Nel 1277 si apre un nuovo cantiere in piazza dei Miracoli: quello del Camposanto, fondato per accogliere il consistente numero di tombe dei vescovi della città.
“Campo santo”: una reliquia insolita
Viene ricordato dalle fonti con il nome “Campo Santo” perché, secondo la tradizione, il terreno al suo interno venne ricoperto con la terra proveniente dal Monte Golgota di Gerusalemme – dove Gesù fu crocifisso –, portata dal vescovo di ritorno dalla quarta crociata. Questa reliquia preziosissima sancisce definitivamente la sacralità del luogo, che inizialmente era stato voluto soprattutto per radunare i numerosi sarcofagi romani scoperti nel corso dei secoli, e varie sepolture, che si stavano affollando in maniera disordinata attorno alla cattedrale.
CAMPOSANTO a 360 gradi:
Nel corso del Trecento si iniziano a decorare le pareti con solenni affreschi che ritraevano il tema della vita e della morte, per opera dei pittori Buonamico Buffalmacco (1290-1340) e Francesco Traini (1321-1365), artisti più celebri del loro tempo.

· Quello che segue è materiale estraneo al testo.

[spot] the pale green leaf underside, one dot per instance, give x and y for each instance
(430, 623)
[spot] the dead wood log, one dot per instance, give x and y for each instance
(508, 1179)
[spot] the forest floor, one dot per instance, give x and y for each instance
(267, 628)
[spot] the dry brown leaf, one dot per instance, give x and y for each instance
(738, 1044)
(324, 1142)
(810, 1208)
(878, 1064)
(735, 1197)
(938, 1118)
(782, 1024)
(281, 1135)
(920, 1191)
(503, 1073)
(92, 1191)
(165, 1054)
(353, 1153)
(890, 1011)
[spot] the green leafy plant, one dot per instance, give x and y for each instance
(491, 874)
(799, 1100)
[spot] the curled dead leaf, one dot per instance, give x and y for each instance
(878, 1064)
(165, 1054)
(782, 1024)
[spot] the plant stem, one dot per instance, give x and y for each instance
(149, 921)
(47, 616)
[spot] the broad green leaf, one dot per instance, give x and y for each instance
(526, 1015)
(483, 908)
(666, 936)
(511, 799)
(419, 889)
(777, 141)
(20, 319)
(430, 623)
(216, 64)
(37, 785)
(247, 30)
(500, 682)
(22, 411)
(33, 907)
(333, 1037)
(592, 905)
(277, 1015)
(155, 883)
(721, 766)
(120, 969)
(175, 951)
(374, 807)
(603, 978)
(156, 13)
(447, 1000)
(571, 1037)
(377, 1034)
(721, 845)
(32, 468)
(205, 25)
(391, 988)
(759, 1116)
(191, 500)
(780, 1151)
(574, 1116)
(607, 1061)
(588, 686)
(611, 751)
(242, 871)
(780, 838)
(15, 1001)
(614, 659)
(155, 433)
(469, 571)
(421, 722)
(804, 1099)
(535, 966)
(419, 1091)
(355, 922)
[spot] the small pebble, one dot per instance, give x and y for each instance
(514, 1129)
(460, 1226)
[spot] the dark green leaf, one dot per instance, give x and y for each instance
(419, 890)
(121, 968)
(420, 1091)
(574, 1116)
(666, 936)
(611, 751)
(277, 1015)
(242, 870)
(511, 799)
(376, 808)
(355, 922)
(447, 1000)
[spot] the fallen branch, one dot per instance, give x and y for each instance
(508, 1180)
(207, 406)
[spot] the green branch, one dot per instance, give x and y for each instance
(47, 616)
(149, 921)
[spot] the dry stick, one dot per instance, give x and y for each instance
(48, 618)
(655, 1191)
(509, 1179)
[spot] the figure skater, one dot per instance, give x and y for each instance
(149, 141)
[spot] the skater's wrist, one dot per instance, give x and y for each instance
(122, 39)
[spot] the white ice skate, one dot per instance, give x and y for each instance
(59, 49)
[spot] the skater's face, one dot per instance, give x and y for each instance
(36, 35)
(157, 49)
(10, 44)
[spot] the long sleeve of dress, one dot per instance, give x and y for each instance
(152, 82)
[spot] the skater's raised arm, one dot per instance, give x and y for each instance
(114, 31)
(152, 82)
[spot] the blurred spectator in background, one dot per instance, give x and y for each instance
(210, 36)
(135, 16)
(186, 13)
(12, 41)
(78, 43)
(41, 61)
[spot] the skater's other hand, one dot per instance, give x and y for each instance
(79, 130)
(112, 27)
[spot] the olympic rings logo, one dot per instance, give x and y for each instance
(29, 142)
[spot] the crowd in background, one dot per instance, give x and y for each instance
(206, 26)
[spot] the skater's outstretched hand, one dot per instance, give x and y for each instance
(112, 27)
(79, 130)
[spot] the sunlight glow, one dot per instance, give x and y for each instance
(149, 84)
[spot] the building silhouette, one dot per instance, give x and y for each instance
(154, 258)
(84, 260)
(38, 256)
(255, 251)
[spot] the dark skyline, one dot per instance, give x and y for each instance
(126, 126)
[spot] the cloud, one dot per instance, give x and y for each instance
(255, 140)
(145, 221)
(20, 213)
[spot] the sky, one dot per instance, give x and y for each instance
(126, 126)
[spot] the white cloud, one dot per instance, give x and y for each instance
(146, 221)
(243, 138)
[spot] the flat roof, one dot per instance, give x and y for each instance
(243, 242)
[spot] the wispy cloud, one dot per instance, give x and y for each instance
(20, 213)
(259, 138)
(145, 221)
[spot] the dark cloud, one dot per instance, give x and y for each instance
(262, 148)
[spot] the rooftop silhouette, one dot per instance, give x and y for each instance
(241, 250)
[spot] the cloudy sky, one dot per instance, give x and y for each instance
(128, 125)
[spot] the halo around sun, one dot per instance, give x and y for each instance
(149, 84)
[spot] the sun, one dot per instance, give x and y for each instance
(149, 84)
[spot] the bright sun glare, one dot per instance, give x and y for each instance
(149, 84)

All’interno di questo “Pantheon pisano” troviamo anche defunti laici: infatti, prestigiose famiglie, professori e rettori dell’Università di Pisa hanno pensato bene di reimpiegare gli antichi sarcofagi romani per la propria tomba.
Già dal Cinquecento sono state aggiunte iscrizioni romane sulle pareti e si sono raccolte testimonianze della storia cittadina, dando vita a un precoce processo di “musealizzazione“.
Il Camposanto diventa, infatti, il primo museo della città agli inizi dell’Ottocento, quando molti enti religiosi vengono soppressi a causa delle riforme napoleoniche e il loro patrimonio viene raccolto qui, impedendo così il loro disperdersi.
I risvolti “positivi” di un bombardamento
Il museo subisce pesantissimi danni durante la Seconda guerra mondiale. Nel 1944 viene bombardato da un raid aereo e i tetti di piombo prendono fuoco, fondendosi.
Ciò ha portato a un serio danneggiamento – e in parte distruzione – degli affreschi interni, sculture e sarcofaghi. Dal 1945 ad oggi sono ancora in corso lavori di restauro, che hanno portato inoltre al recupero delle sinopie, oggi esposte nel Museo delle Sinopie, la prossima fermata che trovi nel lato sud della piazza.